俺の前では泣いてもいいよ。【修正中】

あのときの麗音さんの顔は脳裏にこびりついている。私が一度も思ったことのない言葉を堂々と口にしていた。



いまはそう思えるのかもしれないけれど、悩んだ時期だってあっただろうし、蒼太くんのように悲しくなって泣いたことも何度もあるだろう。

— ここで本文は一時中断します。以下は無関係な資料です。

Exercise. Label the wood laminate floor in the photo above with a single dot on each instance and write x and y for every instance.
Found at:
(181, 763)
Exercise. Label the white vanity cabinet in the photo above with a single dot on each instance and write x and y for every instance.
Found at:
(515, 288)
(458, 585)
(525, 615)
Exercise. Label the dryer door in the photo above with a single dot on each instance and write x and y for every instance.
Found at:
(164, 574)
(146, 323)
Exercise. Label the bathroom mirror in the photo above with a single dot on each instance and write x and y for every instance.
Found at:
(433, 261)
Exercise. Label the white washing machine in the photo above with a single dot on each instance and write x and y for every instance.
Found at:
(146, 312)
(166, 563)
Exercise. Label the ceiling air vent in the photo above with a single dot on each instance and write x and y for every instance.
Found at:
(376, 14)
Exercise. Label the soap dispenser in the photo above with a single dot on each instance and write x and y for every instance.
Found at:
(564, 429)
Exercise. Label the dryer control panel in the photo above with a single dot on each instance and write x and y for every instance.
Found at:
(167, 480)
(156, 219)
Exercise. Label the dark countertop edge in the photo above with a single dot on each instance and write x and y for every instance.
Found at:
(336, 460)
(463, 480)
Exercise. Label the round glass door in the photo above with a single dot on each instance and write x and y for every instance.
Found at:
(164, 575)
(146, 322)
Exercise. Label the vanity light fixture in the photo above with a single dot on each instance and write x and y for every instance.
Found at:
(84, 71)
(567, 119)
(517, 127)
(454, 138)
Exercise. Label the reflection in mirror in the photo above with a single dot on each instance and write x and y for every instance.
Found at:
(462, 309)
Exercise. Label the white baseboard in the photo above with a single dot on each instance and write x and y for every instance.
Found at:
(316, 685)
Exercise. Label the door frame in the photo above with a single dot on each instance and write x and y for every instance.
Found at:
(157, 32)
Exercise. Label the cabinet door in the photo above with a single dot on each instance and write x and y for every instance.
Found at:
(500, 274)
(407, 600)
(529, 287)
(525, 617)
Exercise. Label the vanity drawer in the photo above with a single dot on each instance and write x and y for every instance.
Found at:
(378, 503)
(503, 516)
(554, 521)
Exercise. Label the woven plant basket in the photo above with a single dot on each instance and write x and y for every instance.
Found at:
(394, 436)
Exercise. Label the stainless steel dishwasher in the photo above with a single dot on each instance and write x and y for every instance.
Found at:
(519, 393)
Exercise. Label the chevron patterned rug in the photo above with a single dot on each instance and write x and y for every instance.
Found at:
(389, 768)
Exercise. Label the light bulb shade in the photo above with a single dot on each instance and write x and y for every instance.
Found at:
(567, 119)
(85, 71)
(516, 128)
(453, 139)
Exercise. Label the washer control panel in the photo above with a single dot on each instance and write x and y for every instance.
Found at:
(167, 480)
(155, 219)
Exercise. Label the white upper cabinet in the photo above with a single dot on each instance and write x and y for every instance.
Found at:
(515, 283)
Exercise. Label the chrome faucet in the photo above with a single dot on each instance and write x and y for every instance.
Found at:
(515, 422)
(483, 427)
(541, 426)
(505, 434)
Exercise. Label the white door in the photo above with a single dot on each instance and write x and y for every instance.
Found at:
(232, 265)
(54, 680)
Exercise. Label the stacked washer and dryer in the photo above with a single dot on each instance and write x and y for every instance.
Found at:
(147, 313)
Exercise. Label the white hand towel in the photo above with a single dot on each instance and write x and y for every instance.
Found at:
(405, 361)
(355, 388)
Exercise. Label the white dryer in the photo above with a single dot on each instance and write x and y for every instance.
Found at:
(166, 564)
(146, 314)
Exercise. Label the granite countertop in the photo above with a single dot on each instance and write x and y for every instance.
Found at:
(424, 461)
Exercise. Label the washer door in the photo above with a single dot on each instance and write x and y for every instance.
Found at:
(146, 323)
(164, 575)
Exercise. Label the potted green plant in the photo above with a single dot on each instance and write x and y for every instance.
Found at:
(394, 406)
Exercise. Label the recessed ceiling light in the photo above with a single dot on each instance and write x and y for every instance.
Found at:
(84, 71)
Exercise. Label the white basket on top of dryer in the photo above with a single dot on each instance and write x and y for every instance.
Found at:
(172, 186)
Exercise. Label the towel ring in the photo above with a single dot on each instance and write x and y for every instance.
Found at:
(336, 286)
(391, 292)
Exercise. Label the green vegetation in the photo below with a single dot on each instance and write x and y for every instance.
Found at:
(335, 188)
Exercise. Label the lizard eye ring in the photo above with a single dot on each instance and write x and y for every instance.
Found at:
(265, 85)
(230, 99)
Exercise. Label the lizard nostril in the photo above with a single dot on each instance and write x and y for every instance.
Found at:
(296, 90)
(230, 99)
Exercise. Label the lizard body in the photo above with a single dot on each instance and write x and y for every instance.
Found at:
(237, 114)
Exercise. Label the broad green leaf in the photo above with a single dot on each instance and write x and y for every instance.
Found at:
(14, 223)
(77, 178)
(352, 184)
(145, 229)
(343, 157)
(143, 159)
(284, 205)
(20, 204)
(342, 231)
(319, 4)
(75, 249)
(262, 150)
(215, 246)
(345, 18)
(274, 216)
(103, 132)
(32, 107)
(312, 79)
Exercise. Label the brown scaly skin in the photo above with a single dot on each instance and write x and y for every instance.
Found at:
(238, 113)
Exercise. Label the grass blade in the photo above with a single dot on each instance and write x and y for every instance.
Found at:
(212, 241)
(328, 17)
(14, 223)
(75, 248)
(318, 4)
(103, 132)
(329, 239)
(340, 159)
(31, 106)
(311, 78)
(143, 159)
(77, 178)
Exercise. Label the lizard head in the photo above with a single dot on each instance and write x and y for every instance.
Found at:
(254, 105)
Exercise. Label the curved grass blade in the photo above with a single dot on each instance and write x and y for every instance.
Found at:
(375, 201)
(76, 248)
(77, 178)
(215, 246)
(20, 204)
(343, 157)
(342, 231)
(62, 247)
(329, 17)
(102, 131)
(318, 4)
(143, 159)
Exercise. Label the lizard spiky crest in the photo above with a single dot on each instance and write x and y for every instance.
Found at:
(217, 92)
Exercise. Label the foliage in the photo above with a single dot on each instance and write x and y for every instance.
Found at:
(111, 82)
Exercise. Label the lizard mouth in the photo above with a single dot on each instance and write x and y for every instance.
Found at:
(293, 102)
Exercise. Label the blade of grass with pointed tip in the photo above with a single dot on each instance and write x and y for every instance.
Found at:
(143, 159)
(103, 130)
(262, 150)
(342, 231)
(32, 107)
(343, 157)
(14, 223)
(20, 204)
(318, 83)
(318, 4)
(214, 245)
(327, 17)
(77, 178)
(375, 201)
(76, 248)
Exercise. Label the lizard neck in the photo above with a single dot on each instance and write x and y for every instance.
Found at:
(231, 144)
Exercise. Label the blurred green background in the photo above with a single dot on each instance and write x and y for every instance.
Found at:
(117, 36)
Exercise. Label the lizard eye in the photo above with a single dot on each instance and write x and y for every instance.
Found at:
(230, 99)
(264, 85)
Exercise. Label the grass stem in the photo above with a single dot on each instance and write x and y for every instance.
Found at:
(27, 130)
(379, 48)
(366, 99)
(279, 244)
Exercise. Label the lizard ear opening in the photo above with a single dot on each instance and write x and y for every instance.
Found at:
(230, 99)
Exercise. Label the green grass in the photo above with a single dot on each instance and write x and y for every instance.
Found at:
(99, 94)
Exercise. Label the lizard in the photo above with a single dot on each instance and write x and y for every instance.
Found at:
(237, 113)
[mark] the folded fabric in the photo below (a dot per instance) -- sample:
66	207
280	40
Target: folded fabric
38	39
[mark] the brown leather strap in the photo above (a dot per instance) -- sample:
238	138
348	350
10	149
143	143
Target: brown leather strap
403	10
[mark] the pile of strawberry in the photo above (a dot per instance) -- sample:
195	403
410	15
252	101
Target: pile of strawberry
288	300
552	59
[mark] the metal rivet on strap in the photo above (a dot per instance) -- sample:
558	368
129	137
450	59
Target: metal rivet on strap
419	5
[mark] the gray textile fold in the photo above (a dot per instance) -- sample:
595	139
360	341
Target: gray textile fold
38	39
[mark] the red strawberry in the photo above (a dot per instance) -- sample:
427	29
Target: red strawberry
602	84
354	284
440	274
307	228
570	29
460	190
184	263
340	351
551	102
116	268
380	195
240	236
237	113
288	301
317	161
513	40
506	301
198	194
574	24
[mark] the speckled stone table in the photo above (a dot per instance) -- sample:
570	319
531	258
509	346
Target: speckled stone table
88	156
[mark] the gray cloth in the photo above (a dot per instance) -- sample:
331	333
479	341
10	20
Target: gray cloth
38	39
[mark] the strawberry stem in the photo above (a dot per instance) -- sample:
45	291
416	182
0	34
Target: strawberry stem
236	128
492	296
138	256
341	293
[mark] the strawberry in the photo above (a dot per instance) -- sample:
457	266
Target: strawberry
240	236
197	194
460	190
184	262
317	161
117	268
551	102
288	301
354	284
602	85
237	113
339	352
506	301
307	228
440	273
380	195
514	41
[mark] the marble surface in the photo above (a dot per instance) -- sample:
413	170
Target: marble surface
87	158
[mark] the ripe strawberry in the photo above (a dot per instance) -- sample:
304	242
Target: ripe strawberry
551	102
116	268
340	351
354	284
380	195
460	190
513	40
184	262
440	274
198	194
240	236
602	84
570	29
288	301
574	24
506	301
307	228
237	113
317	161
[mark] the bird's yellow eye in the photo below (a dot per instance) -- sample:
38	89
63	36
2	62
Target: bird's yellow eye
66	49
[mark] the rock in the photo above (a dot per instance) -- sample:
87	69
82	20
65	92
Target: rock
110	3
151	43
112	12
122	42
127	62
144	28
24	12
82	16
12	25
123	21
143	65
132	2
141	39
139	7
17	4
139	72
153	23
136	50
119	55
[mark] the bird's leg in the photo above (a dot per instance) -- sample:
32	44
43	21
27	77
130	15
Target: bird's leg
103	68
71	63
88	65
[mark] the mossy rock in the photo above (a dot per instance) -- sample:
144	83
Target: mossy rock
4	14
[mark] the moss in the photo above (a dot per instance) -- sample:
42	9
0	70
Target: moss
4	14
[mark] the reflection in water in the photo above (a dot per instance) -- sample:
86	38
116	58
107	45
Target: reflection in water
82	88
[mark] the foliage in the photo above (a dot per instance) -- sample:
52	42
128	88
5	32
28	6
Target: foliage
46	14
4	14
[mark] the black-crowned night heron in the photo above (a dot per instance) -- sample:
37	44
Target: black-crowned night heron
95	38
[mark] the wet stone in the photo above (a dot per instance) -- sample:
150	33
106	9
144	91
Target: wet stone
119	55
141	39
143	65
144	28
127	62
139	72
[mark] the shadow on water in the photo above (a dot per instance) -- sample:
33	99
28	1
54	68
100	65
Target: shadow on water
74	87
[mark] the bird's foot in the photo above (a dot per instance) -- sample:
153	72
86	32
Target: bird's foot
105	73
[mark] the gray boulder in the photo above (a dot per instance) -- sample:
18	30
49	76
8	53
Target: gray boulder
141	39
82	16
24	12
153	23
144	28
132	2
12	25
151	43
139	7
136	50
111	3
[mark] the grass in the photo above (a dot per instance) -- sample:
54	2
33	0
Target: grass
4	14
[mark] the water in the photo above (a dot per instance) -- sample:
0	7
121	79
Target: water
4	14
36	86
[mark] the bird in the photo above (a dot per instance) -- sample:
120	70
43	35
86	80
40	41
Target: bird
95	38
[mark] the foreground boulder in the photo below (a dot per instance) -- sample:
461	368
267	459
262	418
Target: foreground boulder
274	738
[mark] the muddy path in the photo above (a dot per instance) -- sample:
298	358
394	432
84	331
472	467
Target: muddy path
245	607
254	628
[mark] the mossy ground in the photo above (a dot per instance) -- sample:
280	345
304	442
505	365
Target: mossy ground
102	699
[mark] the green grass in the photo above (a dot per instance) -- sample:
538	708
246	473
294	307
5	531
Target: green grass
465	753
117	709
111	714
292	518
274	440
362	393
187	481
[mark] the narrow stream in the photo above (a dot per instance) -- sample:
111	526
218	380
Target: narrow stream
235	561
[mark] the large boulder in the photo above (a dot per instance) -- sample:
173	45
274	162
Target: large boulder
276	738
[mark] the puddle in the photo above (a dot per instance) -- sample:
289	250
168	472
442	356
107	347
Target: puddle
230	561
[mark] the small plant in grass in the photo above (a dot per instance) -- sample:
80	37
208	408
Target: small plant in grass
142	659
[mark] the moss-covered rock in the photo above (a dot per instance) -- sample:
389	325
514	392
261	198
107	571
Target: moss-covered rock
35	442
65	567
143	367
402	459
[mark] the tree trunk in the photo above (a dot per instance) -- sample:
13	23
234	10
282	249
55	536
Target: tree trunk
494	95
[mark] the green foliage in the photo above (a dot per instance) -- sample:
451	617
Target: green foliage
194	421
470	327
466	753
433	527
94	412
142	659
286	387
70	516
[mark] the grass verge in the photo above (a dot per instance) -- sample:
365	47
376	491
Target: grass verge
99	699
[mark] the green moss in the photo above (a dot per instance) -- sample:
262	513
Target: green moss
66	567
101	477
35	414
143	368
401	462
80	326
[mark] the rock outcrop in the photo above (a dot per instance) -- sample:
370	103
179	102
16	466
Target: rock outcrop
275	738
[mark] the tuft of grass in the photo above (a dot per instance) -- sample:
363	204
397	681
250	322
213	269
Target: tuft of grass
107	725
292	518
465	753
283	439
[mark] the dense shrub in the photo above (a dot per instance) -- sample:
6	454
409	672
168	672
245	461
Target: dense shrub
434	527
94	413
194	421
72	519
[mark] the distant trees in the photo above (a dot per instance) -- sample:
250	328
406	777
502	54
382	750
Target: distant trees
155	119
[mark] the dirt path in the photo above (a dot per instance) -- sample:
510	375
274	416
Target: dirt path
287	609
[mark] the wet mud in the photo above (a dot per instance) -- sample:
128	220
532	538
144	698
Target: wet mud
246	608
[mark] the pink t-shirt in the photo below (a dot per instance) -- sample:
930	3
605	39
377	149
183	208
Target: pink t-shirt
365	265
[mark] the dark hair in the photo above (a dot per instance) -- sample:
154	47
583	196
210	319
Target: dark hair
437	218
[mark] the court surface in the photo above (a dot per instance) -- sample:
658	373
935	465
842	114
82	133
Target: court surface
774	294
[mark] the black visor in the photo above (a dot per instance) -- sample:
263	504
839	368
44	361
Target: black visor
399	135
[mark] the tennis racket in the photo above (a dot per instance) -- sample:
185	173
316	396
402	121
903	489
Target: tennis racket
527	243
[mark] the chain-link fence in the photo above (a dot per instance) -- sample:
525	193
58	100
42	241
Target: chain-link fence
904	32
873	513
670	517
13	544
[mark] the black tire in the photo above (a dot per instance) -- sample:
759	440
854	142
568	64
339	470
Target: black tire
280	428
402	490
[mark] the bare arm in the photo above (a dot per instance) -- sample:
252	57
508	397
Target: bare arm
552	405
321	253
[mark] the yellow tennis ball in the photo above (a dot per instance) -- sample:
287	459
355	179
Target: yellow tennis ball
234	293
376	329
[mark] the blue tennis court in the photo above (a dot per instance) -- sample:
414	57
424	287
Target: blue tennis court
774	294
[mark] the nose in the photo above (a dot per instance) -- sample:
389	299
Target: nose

いまの私のようにまわりと比べて苦しくなったことも幾度なくあるだろう。



その状況を"自分で"変えた、自分で幸せを掴みにいった麗音さんだから、輝いているのだろう。勇気と努力がつまっている、輝きなんだと思う。

生い立ちや環境のせいにしないで歩いた麗音さんと、いつも何かのせいにして逃げている私は見るからに違っている。





「私は麗音さんみたいな大人になりたいです」
「それはダメだよ、真面目な愛結ちゃんがテキトー人間になるから」




焦りながら手をぶんぶんと振る麗音さんがおもしろくなってちいさく笑う。

「愛結ちゃんって笑ってたほうが可愛いよ」と言われて焦った私と、「あ、そういう意味じゃなくて!」と焦っている麗音さんがいた。


麗音さんがテキトーな人間だなんて、ちっとも思わないけれど、たまにはテキトーのほうが楽しいのかもな、なんて思っていた。